Encouraged by the magazine Creative Communications students produce in small groups as part of the program, I've been perusing print ads more carefully and copiously than before. Placing ads in publications seems precarious, there is generally no sound or motion to attract the eye. The piece is static, an image, copy, and cohesion. That is all. However, I've come across a few which engage impressively.

Agency; Publicis Brussels, Belgium
This print for Reporters Without Borders succeeds in being graphic and off-putting without incorporating any actual violence of evidence of injury.

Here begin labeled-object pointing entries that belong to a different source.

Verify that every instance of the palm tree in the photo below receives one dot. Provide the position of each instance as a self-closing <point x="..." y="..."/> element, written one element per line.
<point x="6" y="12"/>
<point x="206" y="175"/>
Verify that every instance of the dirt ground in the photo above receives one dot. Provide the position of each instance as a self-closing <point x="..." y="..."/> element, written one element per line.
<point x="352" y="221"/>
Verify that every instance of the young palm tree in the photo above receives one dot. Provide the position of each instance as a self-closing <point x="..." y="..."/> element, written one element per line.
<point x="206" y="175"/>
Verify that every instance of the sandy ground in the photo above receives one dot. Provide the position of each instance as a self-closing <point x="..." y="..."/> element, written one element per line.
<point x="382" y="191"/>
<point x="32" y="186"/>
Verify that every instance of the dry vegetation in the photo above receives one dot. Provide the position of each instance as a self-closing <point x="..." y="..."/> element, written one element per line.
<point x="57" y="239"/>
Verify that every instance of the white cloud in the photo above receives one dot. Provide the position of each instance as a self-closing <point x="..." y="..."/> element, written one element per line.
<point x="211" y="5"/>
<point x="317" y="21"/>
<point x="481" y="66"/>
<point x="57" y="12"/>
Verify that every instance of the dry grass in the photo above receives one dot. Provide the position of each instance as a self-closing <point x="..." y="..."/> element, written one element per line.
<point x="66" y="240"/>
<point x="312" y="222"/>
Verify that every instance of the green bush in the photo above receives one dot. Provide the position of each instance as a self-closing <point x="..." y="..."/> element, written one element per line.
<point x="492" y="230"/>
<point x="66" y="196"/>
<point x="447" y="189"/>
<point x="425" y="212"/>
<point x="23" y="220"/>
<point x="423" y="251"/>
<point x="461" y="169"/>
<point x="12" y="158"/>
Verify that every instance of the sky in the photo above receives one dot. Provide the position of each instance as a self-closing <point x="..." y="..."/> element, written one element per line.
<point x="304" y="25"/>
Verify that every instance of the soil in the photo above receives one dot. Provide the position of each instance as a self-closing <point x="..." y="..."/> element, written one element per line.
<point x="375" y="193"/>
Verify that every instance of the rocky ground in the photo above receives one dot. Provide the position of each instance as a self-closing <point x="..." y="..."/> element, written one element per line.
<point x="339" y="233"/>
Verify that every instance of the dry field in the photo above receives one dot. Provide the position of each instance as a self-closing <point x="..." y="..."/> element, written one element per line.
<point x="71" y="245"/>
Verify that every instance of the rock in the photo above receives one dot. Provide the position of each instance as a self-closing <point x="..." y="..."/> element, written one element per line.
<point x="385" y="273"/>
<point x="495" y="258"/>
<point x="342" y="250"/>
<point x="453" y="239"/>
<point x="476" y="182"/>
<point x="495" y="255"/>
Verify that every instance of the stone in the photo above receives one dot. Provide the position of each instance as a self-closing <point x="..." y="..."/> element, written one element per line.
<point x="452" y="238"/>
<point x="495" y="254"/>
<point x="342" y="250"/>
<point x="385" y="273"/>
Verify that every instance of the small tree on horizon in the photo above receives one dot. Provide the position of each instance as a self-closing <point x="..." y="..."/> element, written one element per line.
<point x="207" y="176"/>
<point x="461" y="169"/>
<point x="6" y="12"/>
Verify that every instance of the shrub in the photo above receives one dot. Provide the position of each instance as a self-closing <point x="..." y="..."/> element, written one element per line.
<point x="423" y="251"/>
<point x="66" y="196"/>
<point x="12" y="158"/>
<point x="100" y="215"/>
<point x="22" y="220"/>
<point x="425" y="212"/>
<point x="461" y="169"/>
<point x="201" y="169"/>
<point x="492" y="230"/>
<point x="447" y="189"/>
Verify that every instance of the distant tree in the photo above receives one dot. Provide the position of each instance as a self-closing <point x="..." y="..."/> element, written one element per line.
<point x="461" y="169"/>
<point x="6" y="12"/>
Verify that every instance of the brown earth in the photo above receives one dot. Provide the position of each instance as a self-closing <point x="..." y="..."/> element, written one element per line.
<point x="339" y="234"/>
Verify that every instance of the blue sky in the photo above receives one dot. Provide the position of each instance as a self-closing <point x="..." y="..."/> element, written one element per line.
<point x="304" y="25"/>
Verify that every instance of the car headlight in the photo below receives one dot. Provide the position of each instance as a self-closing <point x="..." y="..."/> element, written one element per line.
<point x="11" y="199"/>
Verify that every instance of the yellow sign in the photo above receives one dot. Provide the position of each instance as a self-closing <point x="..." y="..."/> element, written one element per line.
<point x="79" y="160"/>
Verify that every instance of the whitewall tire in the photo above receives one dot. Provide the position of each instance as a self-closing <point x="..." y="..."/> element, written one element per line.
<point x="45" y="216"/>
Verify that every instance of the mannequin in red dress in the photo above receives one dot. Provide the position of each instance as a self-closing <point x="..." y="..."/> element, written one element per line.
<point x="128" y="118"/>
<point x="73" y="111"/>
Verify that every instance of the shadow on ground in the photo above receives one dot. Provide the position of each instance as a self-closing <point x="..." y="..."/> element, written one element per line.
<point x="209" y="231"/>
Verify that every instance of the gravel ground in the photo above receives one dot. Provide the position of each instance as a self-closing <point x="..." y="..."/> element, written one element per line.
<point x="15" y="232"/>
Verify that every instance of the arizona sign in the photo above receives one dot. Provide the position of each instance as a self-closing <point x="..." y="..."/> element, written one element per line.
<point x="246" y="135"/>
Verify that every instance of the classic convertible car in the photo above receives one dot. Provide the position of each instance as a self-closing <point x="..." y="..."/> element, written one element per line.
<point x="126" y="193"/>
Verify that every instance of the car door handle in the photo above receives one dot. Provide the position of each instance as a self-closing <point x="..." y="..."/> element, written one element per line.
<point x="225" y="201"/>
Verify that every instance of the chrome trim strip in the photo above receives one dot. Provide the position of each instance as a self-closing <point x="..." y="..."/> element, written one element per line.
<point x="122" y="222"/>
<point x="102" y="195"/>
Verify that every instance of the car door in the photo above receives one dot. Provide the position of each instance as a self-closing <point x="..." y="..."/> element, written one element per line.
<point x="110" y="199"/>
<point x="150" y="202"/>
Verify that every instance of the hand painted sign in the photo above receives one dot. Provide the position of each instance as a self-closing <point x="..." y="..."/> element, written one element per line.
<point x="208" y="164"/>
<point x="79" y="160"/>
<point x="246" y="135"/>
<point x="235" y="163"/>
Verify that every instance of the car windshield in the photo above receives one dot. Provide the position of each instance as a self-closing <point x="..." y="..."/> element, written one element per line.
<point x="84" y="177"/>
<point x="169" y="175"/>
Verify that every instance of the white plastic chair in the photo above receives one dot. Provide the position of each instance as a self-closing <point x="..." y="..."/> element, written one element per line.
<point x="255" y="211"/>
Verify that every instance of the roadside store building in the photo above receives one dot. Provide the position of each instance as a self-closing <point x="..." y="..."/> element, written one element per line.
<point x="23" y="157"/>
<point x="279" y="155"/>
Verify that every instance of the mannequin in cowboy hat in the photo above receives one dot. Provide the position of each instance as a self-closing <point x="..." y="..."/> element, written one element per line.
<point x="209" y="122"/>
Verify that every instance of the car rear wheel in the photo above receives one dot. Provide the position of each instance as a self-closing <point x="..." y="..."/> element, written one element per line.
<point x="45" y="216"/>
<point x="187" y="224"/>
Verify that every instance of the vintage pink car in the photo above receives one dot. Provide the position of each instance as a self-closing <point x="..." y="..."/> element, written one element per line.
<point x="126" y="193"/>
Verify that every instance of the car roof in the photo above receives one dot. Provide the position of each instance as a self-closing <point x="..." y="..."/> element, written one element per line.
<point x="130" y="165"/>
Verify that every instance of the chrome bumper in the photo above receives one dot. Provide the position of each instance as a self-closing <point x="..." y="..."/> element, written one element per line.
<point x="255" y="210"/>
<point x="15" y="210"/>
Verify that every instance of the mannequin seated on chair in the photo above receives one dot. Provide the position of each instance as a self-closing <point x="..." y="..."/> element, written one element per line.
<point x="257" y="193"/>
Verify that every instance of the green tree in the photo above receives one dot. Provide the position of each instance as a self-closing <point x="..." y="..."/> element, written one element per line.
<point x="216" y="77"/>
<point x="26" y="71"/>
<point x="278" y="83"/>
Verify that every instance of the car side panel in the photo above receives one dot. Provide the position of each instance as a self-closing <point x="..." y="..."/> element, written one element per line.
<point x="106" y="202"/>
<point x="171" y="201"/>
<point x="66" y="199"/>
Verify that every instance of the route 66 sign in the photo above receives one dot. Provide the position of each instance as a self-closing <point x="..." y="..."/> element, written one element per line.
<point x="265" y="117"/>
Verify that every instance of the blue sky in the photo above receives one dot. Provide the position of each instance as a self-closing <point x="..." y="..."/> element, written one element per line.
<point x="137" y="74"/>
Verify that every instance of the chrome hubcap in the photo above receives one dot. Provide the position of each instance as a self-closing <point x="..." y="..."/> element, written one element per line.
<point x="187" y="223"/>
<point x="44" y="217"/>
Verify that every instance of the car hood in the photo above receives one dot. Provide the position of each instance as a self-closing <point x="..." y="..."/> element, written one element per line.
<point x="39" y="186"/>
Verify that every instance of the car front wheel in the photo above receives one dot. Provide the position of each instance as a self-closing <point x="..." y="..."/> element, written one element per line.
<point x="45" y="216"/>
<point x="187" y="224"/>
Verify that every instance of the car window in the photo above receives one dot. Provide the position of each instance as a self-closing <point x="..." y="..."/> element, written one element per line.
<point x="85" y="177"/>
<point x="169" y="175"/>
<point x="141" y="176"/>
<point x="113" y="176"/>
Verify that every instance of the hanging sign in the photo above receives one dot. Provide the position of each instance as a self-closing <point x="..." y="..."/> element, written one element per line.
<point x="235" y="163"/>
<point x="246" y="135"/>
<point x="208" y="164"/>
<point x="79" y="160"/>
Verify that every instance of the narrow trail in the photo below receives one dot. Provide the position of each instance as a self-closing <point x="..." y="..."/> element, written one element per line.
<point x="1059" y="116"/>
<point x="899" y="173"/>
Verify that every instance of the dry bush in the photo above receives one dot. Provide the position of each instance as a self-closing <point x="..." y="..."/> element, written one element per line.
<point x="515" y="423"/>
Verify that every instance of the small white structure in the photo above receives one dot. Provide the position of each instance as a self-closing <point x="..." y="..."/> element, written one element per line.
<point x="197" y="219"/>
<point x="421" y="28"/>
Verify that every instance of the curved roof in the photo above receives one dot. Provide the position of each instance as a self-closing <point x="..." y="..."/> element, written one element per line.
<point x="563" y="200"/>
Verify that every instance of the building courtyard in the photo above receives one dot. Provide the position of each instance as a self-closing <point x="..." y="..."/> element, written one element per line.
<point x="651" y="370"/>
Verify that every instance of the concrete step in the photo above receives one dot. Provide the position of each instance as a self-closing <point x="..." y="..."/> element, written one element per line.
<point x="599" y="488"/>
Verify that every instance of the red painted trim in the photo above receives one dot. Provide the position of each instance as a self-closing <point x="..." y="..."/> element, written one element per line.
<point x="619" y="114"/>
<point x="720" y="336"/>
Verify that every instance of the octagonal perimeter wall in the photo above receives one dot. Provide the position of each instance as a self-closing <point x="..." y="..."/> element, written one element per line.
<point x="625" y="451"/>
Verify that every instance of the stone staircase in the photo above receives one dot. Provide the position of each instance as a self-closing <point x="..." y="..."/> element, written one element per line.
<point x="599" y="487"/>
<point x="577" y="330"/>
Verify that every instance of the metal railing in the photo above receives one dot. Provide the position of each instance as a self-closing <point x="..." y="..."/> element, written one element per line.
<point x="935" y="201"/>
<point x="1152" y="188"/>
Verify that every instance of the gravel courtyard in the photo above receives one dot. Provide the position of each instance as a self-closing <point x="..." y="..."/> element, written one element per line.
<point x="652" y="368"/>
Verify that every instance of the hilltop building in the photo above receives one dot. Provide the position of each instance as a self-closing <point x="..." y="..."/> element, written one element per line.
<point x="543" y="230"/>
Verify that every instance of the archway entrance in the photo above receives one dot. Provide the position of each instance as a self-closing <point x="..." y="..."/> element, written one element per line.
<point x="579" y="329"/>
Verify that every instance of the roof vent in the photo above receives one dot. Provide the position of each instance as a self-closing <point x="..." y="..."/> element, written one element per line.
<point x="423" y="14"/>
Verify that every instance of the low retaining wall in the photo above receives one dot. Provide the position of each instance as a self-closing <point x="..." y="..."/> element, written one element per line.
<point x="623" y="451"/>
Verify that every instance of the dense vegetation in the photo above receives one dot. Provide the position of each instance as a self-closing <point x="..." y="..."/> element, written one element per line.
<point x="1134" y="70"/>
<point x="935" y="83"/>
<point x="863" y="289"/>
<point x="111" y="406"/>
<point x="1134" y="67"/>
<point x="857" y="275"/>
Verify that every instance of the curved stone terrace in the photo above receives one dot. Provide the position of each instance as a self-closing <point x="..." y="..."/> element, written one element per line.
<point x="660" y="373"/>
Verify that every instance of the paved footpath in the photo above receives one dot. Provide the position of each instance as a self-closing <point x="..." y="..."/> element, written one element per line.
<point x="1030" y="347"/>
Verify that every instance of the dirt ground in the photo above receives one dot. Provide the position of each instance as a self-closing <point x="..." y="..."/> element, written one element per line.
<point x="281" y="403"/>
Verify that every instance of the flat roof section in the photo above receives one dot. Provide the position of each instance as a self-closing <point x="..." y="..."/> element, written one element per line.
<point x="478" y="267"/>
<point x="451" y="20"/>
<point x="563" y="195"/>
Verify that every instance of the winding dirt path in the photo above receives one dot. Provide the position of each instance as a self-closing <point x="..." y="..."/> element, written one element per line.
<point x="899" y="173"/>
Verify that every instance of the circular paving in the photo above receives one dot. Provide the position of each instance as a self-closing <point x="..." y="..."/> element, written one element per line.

Further, one can imagine a reporter being accosted by severe government officials, their fingers being broken, and their pen, their greatest weapon, being torn from their hands and crushed under the heel of a boot.

Agency; Ogilvy, Paris, France
Incorporative and intriguing visuals, straight, informational copy. These IBM ads don’t turn phrases, nor do they make hyperbolic claims about the company’s machines. They simply state facts, and surround their facts with clever images that seize and please the eye. Simple and effective

Agency; Rusu+Borton Brand Growers, Romania
Both this advertisement and the ADOR Advertising Festival logo reference the sculpture ‘The Silent Table’ by Romanion sculptor Constantin Brancusi. Thus, the copy correlates directly to both the artist referenced, recognizing him for his copious contributions to Romanian art, as well as acknowledging the twelve individuals sitting around the circular table. The ad shows reverence for the act of brainstorming, congratulates creativity, and is acceptably nationalistic. I definitely desire to be at that table.

Agency; Kami.case, Montreal, Canada
I’ve long had an appreciation for hourglasses, so my enjoyment of this ad may be biased, but I am of the opinion that Cocaine Anonymous did well with this. That would be the question, how much time do you have left? Leaving much of the actual hourglass out of the visual makes the sinking sands the focal point, and underlines the intention of the advertisement. I do feel that the copy should correlate to the image more directly, it feels a little like a line they use on principle rather than one written specifically for this piece.

I've come to think the apparent weaknesses of print advertisement could also be construed as strength. Yes, you have only a static image and still, silent copy. However, there is something to be said of the captivating potential in that medium. The frozen moment seems endless, timeless, infinite. It's also a manageable medium, one where great work can be produced with relatively few resources. One must be grateful for that.

As the second semester commences, and we return once more to the unforgiving abyss, let this soft tune relax your frantic minds.

All images courtesy of www.adsoftheoworld.com


Dylan H. said...

Man! I love hourglasses too! We should hang out and watch the time pass!

And have you already listened to The Black Saint and the Sinner Lady?

Ryan McBride said...

That hourglass ad is sweet. Minimalist, affecting. Charles Mingus is god. Put the two together (hourglass + music) and you have the perfect mind-trip.